Calculating the exact max loss requires careful attention to the widths. If the lower wing is 5 points and the upper wing is 10 points, and you received a net credit of $5, then your max loss on the downside is $5 (the width of the narrow wing) minus the credit, and your max loss on the upside is $10 (the width of the wide wing) minus the credit. The two are not equal, so you must manage the position differently on each side.

Volatility and time decay

Like a standard butterfly, a broken wing benefits from time decay; the short calls (or puts) erode faster than the long ones, handing you profit as days pass. Your theta is positive if you entered the position as a net debit; if you entered as a net credit, your theta is negative (time works against you), but the credit you pocketed upfront provides a buffer.

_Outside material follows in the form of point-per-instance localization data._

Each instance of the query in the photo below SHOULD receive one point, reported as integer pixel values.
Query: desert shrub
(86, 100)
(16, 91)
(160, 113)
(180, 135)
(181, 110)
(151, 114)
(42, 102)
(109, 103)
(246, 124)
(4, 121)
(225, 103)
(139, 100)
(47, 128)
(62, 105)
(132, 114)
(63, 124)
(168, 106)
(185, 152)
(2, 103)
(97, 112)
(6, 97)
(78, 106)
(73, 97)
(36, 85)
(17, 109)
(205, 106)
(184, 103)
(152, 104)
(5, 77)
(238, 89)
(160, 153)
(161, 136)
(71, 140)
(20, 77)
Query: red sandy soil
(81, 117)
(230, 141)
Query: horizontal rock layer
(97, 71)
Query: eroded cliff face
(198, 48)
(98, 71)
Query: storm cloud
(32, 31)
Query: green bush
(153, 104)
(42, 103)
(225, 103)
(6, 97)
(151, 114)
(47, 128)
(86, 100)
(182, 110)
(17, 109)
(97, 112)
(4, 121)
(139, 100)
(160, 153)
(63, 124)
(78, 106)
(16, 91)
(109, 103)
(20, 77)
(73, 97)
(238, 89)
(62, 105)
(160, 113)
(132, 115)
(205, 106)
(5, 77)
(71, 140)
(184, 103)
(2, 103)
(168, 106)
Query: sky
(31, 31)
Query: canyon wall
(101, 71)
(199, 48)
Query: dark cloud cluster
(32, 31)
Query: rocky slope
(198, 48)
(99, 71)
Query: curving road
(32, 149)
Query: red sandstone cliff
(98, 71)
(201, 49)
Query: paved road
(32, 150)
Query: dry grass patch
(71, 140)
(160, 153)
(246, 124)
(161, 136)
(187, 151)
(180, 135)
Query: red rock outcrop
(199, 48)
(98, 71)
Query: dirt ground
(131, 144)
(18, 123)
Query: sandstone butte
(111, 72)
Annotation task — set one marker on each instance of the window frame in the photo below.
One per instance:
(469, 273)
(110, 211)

Implied volatility effects are roughly neutral in the body, but skewed toward the wide wing. If volatility spikes, the wide wing’s long option appreciates more than the narrow wing’s long option, which can either help or hurt depending on where the underlying is trading and your directional bias.

Adjustments and risk management

The asymmetric risk demands careful monitoring. Many traders don’t let a broken wing run all the way to expiration; they close it early if it hits max profit or if the underlying threatens the wide wing. Early exit preserves time value and reduces the chance that a gap move will turn a defined loss into a catastrophic one.

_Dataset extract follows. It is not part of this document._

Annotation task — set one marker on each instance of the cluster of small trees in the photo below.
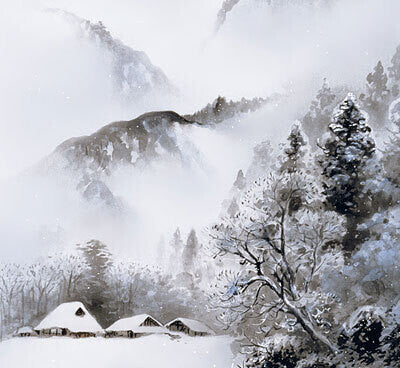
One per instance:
(312, 246)
(221, 109)
(110, 289)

If the underlying moves toward the wide wing, some traders will roll that wing further out, extending protection but also committing more time and capital to the trade. Others simply close the position and take the loss, accepting that the broken wing didn’t work as expected for that particular market environment.

When to use broken wings

Broken wings are attractive when you have a moderate directional bias and want to harvest premium without paying upfront. They suit traders who are comfortable with asymmetric risk profiles and understand that the wide wing can be a real source of loss if the underlying moves sharply that direction. They are also useful in low-volatility periods, where the credit you collect upfront and the daily theta decay give you a cushion.

They are less suitable for neutral traders, since the directional asymmetry means you are implicitly betting against one side. They are also risky in high-volatility environments or around events like earnings announcements, since a gap move can skip right through your wing strikes and leave you at max loss with no time to adjust.